Even before our university archivist posted a 1914 Boston & Maine Railroad map of the “Summer Resorts of the Coast, Lake and Mountain Regions” along its routes (and despite this past week’s terrible train derailments in Quebec and Paris) I had been planning a vaguely conceived “summer railroads” post. I know all the wealthy people who lived on my street a century ago who summered (or “rusticated”) in Maine took the train, and since we’re going camping (!!!!!!!) in Acadia National Park on Mount Desert Island in a few weeks, I had the romantic notion of throwing all our stuff in the cargo car and making our connection to the Bar Harbor Express.  The train does indeed run through Salem, but no place in the U.S. is as connected by rail as it was a century ago, and the Bar Harbor Express no longer runs (we’ll need the car anyway, so I can sleep in it).

Mapping Vacation 1914

Mapping Vacation 1882p

Two Railroad Advertising Maps:  Boston & Maine “Summer Resorts”  1914 map, Salem State University Archives; an earlier (1882) version for New York’s train tourists, New York Public Library Digital Gallery.

These maps were just part of the railroads’ multi-faceted print advertising campaigns, which must have been extremely effective during hot summers like this one, when people were eager to leave the sweltering cities for cooler spots at the coast and mountains.
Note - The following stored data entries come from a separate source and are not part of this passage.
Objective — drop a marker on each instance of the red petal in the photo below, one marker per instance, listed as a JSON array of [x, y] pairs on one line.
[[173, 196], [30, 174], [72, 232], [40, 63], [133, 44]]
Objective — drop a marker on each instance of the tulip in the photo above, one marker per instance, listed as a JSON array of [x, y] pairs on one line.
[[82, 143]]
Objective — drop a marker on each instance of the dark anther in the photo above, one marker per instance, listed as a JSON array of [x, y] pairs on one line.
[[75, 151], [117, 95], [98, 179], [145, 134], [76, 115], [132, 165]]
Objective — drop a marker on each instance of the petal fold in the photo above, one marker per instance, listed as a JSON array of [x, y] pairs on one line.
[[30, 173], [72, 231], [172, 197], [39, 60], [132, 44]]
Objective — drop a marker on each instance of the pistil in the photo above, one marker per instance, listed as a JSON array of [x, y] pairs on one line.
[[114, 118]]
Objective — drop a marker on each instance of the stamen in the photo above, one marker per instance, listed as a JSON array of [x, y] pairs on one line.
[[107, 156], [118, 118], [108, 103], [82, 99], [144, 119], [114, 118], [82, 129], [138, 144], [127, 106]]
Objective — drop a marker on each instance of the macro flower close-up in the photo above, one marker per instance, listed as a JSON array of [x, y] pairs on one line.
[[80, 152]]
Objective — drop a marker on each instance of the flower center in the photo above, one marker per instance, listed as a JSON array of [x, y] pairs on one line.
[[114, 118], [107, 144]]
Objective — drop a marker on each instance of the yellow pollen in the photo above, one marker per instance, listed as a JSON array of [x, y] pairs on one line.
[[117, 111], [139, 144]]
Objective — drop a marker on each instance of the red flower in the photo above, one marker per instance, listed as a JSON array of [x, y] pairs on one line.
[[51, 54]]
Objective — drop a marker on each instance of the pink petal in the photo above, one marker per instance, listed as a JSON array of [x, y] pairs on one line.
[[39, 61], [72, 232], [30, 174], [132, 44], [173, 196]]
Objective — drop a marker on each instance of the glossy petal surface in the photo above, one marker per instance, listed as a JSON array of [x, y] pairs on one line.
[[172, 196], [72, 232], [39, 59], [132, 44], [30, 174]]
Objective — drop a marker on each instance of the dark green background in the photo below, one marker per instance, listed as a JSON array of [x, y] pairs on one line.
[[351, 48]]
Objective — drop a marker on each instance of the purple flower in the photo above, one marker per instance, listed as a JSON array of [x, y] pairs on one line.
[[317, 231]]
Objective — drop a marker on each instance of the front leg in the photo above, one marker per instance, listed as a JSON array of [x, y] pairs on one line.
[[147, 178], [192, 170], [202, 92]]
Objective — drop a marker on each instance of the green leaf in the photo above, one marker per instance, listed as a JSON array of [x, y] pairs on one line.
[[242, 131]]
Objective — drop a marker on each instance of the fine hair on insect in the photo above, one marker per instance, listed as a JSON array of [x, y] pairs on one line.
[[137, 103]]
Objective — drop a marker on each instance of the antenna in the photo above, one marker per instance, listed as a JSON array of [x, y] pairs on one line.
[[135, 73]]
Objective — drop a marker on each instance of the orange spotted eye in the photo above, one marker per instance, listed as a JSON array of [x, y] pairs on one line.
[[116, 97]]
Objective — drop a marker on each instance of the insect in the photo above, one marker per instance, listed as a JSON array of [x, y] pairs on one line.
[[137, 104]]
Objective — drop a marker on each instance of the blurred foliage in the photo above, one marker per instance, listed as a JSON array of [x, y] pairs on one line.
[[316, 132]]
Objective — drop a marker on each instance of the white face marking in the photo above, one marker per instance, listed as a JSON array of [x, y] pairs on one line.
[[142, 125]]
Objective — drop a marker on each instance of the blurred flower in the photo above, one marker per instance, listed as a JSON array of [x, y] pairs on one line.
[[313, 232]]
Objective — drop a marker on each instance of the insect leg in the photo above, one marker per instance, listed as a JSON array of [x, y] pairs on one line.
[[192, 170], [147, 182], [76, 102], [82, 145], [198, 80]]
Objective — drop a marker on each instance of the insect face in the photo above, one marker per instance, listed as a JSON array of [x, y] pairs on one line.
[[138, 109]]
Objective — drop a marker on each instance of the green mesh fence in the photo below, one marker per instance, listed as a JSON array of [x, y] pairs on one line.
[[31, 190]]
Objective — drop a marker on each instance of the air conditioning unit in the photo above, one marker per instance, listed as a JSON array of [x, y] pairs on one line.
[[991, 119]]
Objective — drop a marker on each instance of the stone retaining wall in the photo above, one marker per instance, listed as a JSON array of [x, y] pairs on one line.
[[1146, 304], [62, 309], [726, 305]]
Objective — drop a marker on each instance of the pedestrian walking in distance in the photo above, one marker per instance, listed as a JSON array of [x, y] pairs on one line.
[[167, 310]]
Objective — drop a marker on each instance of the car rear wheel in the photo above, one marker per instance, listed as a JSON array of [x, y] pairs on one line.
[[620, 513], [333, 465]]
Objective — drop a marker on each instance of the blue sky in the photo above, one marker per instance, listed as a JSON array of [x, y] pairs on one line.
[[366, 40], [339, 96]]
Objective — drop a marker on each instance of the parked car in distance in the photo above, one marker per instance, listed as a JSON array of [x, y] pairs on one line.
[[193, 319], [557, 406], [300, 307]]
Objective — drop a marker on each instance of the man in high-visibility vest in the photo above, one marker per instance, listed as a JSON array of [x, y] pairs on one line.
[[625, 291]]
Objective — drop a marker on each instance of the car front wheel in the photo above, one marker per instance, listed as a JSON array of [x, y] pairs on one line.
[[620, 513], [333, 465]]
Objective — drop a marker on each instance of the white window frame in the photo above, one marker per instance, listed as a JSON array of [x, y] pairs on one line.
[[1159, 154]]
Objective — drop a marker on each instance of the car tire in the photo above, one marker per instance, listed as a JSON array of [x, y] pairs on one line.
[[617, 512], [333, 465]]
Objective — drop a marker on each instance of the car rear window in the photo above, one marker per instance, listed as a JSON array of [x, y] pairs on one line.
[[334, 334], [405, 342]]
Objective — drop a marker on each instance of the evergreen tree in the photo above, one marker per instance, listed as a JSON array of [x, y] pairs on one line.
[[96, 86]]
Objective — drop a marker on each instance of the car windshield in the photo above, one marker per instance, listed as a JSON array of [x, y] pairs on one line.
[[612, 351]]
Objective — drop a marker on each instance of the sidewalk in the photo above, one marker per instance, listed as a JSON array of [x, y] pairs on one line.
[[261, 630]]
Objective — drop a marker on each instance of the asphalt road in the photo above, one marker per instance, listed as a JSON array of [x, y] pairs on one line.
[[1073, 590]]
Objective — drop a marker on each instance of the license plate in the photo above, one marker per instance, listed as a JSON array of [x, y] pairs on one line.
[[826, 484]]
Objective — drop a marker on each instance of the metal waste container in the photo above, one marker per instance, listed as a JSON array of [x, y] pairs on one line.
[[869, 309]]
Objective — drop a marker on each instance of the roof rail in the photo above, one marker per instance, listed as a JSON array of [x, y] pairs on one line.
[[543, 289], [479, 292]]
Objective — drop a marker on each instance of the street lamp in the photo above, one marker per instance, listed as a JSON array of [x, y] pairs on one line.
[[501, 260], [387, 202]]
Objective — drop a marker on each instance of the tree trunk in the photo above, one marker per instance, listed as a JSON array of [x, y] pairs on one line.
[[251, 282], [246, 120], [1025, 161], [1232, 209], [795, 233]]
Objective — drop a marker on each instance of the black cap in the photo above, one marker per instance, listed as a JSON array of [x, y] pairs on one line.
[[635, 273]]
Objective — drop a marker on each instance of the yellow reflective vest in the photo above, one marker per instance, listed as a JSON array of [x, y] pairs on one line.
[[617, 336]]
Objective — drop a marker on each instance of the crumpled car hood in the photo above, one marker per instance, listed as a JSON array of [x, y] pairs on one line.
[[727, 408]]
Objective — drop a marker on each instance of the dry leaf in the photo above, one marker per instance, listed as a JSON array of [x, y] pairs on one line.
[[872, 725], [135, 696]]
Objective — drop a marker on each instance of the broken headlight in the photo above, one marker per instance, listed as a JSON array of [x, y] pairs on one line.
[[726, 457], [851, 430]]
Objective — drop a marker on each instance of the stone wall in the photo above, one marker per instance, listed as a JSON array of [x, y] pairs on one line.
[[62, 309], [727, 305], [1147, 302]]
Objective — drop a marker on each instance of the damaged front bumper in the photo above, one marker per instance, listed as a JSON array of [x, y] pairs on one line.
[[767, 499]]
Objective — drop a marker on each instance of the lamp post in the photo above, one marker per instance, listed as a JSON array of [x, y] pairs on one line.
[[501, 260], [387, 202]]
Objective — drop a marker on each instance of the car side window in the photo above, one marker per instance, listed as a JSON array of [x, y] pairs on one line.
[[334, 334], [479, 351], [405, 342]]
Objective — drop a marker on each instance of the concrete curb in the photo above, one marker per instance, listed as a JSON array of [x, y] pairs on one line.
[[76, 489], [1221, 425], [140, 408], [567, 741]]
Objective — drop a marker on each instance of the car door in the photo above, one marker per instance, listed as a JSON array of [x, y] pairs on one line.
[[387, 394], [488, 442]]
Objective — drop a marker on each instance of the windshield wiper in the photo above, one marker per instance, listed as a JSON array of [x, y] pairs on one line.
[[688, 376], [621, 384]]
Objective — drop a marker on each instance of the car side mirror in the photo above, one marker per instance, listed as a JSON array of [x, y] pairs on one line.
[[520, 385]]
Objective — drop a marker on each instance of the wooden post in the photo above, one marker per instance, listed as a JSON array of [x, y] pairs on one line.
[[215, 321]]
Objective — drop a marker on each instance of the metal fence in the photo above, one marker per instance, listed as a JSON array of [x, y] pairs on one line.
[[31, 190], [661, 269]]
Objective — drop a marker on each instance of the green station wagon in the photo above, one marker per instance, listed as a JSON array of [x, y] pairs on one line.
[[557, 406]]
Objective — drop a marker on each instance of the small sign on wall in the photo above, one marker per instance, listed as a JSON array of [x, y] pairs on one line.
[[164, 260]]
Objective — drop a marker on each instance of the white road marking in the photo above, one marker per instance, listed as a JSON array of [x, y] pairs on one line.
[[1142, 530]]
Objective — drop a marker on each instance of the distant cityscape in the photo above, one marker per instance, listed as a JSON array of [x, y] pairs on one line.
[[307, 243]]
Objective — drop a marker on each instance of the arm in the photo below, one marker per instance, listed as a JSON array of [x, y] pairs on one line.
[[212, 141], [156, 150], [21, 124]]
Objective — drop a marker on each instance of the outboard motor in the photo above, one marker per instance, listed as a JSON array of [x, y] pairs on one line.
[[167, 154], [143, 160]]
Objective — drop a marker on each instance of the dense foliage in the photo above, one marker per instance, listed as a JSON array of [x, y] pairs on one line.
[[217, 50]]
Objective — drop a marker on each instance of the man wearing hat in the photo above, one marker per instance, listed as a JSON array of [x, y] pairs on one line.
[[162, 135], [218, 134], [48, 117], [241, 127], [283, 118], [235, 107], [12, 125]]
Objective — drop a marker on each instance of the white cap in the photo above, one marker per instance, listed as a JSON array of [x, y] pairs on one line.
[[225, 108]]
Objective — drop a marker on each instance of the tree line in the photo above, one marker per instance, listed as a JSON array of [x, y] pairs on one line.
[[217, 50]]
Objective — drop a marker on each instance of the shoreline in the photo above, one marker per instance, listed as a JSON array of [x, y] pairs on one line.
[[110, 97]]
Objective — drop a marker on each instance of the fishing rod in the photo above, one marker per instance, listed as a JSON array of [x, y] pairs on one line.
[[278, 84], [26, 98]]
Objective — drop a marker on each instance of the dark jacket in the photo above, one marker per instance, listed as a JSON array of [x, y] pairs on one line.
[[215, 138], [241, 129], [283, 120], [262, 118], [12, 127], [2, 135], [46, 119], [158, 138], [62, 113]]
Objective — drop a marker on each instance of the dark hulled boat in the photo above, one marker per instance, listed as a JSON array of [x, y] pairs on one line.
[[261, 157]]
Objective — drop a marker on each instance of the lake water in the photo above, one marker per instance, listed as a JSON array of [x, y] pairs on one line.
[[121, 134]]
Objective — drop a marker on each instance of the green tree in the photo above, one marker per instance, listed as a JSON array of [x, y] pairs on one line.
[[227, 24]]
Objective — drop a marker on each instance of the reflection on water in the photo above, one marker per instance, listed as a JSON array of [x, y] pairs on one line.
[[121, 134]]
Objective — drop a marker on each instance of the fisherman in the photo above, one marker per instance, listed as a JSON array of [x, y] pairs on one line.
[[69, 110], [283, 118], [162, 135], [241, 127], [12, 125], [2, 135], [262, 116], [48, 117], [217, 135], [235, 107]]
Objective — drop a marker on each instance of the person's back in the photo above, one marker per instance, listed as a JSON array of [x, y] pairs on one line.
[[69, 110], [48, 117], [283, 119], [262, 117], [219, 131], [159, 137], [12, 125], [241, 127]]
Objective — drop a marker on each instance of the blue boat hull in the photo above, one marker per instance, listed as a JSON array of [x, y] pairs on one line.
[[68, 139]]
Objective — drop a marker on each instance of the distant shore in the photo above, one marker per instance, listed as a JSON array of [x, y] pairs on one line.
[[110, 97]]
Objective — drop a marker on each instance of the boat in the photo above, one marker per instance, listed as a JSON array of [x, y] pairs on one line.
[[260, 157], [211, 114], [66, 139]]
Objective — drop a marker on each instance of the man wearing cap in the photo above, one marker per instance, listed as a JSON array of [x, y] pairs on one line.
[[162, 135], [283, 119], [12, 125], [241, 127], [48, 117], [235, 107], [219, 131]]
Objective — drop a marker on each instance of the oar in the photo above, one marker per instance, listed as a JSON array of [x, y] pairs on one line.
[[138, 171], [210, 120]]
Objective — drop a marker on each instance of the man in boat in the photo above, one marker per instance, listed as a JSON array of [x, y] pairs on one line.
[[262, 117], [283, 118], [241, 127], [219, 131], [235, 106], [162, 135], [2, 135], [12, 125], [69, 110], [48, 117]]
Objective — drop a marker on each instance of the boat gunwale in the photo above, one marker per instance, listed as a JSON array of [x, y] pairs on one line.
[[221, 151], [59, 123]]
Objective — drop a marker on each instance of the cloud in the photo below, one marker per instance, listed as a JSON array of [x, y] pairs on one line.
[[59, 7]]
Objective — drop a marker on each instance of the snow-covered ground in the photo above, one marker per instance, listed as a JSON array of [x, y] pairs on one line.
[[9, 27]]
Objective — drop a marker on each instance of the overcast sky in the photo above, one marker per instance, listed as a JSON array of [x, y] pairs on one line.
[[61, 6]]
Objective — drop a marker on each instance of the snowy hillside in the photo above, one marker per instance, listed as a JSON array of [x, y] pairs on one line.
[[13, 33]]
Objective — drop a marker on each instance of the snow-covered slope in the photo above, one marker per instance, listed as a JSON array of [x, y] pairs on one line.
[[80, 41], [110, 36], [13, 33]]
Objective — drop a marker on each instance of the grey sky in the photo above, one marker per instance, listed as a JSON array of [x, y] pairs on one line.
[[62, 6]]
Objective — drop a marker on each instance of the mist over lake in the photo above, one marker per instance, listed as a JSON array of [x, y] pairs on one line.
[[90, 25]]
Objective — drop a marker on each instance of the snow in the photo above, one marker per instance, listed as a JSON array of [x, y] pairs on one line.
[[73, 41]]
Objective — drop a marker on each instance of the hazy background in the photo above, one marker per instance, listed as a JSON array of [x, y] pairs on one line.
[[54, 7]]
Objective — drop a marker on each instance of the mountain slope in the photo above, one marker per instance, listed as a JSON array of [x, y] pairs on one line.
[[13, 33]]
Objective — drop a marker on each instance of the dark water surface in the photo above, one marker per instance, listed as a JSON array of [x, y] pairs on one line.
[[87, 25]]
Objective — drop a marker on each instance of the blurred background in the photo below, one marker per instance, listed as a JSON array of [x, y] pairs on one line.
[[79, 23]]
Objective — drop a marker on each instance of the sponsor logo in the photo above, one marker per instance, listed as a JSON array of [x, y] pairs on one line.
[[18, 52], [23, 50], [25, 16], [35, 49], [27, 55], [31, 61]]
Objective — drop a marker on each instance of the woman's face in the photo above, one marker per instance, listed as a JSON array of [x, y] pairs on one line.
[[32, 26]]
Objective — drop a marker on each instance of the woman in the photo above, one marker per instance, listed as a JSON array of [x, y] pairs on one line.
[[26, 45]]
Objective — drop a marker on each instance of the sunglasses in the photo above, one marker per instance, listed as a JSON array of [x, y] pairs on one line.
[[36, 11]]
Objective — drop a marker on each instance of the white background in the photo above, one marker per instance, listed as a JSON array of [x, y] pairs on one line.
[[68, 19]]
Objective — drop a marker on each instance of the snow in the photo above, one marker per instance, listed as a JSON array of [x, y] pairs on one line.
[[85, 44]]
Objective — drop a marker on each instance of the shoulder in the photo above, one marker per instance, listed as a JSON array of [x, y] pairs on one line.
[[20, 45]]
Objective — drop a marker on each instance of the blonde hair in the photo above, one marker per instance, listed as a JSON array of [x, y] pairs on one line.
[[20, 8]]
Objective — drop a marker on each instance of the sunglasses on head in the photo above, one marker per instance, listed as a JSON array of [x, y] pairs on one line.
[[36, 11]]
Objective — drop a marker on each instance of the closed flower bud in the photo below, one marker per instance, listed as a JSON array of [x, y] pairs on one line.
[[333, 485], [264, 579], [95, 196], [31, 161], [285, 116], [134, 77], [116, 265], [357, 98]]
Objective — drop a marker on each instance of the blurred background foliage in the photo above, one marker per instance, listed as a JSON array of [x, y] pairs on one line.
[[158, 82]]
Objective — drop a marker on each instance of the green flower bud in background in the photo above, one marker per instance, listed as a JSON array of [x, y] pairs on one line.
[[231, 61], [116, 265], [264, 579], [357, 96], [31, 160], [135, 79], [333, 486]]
In conjunction with its maps, the Boston & Maine railroad, which dominated the New England market until the 1960s, issued a series of stunning posters by Charles W. Holmes in the 1920s which focused on the appeal of summer resorts near (there’s even one for Revere Beach) and far. They really capture that air of interwar elegance, and represent the increasing accessibility of New England’s “vacationlands”.

Mapping Vacation 1925 Charles Holmes BPL

Mapping Vacation Old Orchard BPL

Mapping Vacation Holmes Win BPL

And for later in the year, the Snow Train………………..

Mapping Vacation Snow Train

Travel posters by Charles W. Holmes for Boston and Maine Railraod, 1920s, Boston Public Library travel poster collection.